Et puisque nous parlons cinoche, il faut rappeler aussi que Chuck Berry ne fut pas étranger à cet art. En 1956, on le découvre dans Rock, Rock, Rock où il interprète You Can’t Catch Me. En 1957, il est dans Mr. Rock and Roll. En 1958, dans Jazz On A Summer Day (exploité en français sous le titre Jazz à Newport) où il casse la baraque en chantant Sweet Little Sixteen. En 1969, c’est Go Johnny Go, avec un solo d’enfer et son légendaire duckwalk (“pas du canard”) souvent imité et jamais égalé. La même année, il est à l’affiche de Keep On Rockin’ (en français : Les Rois du Rock) aux côtés de Bo Diddley, Jerry Lee Lewis et Little Richard.

En 1973, il est du casting de Let The Good Times Roll (en français : Les Folles Années du Rock) avec Fats Domino, Little Richard, Chubby Checker, les Coasters, Bill Haley, Danny and the Juniors.

En 1978, dans American Hot Wax, il interprète Reelin’and Rockin’ et Roll Over Beethoven.

En 1961, il avait connu sa traversée du désert après de nouveaux ennuis avec la justice. Deux ans de prison. Quand il ressort, en 1963, l’Amérique l’a oublié. Mais il fait un retour en force – notamment à Las Vegas – en 1970. Retour en force en Europe surtout. En 1972, il place aux sommets des charts My Ding-A-Ling qui est pourtant une de ses plus mauvaises chansons.

Mais comme à Johnny B. Goode, inutile de lui répéter : “Chuck, sois bon, sois bon !”

 

Des histoires derrière ses chansons

Nous avons évoqué deux morceaux historiques, Maybellene et Johnny B. Goode (sans omettre de signaler la version reggae de Peter Tosch). Mais on pourrait écrire une grande partie de l’histoire de la country, du rockabilly et du rock’n’roll en énumérant quelques-uns des titres marquants de Chuck berry.
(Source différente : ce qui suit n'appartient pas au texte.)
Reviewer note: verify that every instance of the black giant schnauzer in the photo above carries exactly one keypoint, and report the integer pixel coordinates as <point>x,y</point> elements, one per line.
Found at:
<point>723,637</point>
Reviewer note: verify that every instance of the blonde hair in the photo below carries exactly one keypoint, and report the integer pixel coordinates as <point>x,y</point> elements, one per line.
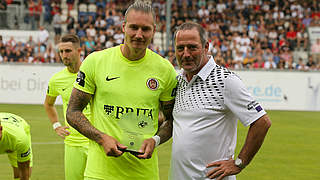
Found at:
<point>141,5</point>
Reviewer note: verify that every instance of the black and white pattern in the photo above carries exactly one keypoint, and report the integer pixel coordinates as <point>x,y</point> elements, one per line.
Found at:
<point>202,94</point>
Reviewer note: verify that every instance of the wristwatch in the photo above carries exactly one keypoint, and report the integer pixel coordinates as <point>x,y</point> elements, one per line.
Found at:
<point>239,163</point>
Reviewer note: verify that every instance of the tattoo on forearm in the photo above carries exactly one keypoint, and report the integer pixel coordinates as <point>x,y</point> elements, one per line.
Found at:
<point>75,117</point>
<point>165,131</point>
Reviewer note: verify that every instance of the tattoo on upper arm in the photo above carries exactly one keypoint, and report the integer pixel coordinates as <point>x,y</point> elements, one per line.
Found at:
<point>167,108</point>
<point>78,101</point>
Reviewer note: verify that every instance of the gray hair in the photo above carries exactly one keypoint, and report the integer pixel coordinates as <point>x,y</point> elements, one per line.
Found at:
<point>190,26</point>
<point>142,6</point>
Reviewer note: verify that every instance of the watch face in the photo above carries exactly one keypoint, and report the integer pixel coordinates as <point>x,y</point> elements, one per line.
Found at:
<point>238,162</point>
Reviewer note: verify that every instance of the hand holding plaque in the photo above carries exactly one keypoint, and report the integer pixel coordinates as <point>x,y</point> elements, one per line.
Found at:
<point>133,130</point>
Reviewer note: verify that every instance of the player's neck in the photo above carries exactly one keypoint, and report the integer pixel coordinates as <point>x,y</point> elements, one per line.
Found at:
<point>75,67</point>
<point>132,54</point>
<point>0,132</point>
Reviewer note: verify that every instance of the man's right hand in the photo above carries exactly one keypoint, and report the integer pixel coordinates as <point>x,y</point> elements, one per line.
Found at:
<point>111,146</point>
<point>62,131</point>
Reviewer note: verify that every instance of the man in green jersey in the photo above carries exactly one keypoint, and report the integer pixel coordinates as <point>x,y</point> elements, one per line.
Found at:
<point>76,145</point>
<point>15,140</point>
<point>126,84</point>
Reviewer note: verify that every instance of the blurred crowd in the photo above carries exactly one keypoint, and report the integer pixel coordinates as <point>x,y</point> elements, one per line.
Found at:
<point>243,34</point>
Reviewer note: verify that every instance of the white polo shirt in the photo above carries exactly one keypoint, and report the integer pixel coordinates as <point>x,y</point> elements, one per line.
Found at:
<point>205,114</point>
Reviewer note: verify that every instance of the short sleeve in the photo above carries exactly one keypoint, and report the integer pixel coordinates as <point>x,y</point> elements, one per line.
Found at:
<point>51,90</point>
<point>85,78</point>
<point>240,101</point>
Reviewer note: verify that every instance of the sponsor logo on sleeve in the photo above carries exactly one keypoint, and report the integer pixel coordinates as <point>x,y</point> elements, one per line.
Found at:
<point>26,153</point>
<point>174,92</point>
<point>81,78</point>
<point>153,84</point>
<point>109,79</point>
<point>254,105</point>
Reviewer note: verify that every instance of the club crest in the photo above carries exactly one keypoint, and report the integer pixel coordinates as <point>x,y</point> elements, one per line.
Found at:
<point>153,84</point>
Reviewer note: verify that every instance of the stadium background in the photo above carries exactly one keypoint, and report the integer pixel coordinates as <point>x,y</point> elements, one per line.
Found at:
<point>245,35</point>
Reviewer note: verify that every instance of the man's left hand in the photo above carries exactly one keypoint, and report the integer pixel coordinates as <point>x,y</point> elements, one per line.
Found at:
<point>147,148</point>
<point>222,169</point>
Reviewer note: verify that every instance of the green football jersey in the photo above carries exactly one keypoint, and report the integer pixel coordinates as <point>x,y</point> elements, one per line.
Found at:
<point>124,91</point>
<point>61,83</point>
<point>15,137</point>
Exemples :
- Come On qui fut le premier single des Rolling Stones en 1963
- School Days dont le refrain, “Hail ! Hail ! Rock’n’Roll” a été choisi pour un documentaire de Keith Richards des Rolling Stones
- Rock and Roll Music est l’un des premiers titres joués sur scène par les Beatles à Hambourg
- Promised Land fut repris par Elvis Presley, Grateful Dead ou encore par Johnny Allan dans une version cajun à l’accordéon
- Around and Around est un des premiers titres enregistrés par les Rolling Stones et repris par les Animals, Grateful Dead, David Bowie
- Sweet Little Sixteen, Carol, et Roll Over Beethoven sont des titres dont les Beatles – et quelques dizaines d’autres – firent leurs choux gras

- Let It Rock a fait le bonheur (mais pas forcément le nôtre) des Rolling Stones, de Bob Seger, de Gene Summers, des Shadows of the Knight, de Grateful Dead
- Thirty Days a été repris, dans une version réussie, par Johnny Winters
- Too Much Monkey Business fut une des succès des Kinks en 1964
- Brown-Eyed Handsome Man a retenu l’attention et le talent de Jerry Lee Lewis, Buddy Holly et Paul McCartney
- Back In The USA : on sait que ce titre a inspiré le Back In The USSR des Beatles et qu’il fut repris par Linda Rondstat et Gene Summers
- Memphis Tennessee : Danyel Gérard, bien sûr, qui fut le tout premier à en faire une adaptation française qui est restée dans les mémoires. Et puis Johnny Winter, Lonnie Mack, les Beatles, Paul Anka, Count Basie (rappelons que Chuck Berry figure avec Fats Domino dans les encyclopédies de jazz), les Animals, Tom Jones, Jerry Lee Lewis, Elvis Presley, les Rolling Stones, John Cale, Conway twitty… Et j’en oublie cent !
- You Never Can Tell : merveilleuse reprise par Emmylou Harris et le Jerry Garcia Band. Sans oublier que c’est une des pièces maîtresses du film de Quentin Tarantino, Pulp Fiction.

Pour rêver un peu, on signalera que Chuck Berry, qui n’a pas sorti d’album depuis 1979, en annonce un – seize titres au moins – pour très bientôt. Pas mort le dinosaure !

Parmi les très bonnes chansons de Chuck, No Particular Place To Go, adapté de façon très sirupeuse (mais bon, c’est sa nature…) par Eddy Mitchell sous le titre A crédit et en stéréo. Pour ma part, je vous conseille, la reprise – et en anglais bien sûr – d’un des meilleurs interprètes rock et rockabilly de la scène française, Yannick Dimont, dans son album Premier Jet. Et, sur le même album, ses relectures de Nadine et de Too Much Monkey Business.